エルテの伸ばした両手の先に、青く輝く光球が生まれた。燭台からのマナを吸収し、どんどん大きくなる。人の半身程の大きさになり、エルテが青い珠を解除しようとした矢先だった。
――キィーン、キィーン。
エルテの足下から鈴の音のような甲高い音がなった。ヒロ達が音の鳴る方を見ると、小悪鬼騎士が付けていた三角錐のペンダントが、ぼんやりと黄金色に輝いている。音はペンダントから出ていた。
次の瞬間、エルテの青い珠がペンダントに引き寄せられていった。エルテが慌てて引き戻そうとするが出来ない。解除を試みるもそれも効かない。
青い珠は、そのまま黄金のペンダントに吸い込まれていく。
――カッ。
突如、ペンダントが眩しい光を放つ。ホール全体を昼間のように明るく照らした。あまりの光の強さに正視できない。ヒロ達は腕を上げ、光を遮った。
ペンダントからの光はやがて凝縮し一つの形を現し始めた。
――クェエエエエエ。
光は獣の姿となった。青銀に輝くずんぐりした躰。尖った三角の頭に二本の長い角が後ろ向きに真っ直ぐ生えている。口には鋭い牙がいくつも並び、その姿はドラゴンのようにも、狼のようにも見える。だが背には翼はなく、首から背中にかけて白銀の鬣が生えていた。足は一対の前足だけで、後ろ足はない。尻から犬の様な尻尾があるが先端は海豚の尾鰭のように平たくなっていた。

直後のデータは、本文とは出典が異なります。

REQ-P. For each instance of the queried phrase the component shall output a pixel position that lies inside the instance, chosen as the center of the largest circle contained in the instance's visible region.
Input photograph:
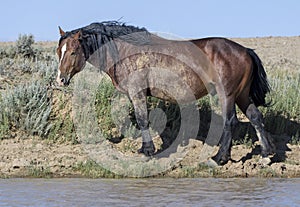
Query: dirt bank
(33, 157)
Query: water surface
(150, 192)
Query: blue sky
(184, 18)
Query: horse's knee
(254, 115)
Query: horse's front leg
(141, 114)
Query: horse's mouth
(63, 81)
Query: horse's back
(231, 61)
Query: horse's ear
(77, 35)
(61, 32)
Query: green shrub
(26, 107)
(24, 45)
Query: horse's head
(71, 57)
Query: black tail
(259, 86)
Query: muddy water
(150, 192)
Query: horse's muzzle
(63, 81)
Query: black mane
(99, 37)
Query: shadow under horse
(141, 64)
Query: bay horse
(201, 66)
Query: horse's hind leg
(230, 120)
(139, 102)
(256, 119)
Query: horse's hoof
(211, 163)
(265, 161)
(147, 149)
(221, 160)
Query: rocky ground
(23, 156)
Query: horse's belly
(180, 92)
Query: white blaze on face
(63, 50)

大きい。全長十メートルは下らない。先程闘った巨人とも思えたガーゴイルがまるで子供のようだ。
「なんだこれは!」
ヒロ達はまだ倒れて動けないロンボクを庇うように周りに集まる。ソラリスがカラスマルを構え、エルテは燭台の脇で風魔法の詠唱を始めた。ヒロも炎粒を撃とうとしたが、ほんの小さな火種しか生み出せない。まともに魔法発動出来るだけの体内マナがないのだ。
青銀の獣は首を擡げると、口を開け、水流を吐いた。超高圧で発された水流は、ガーゴイルが乗っていた台座を直撃し、粉々に砕いた。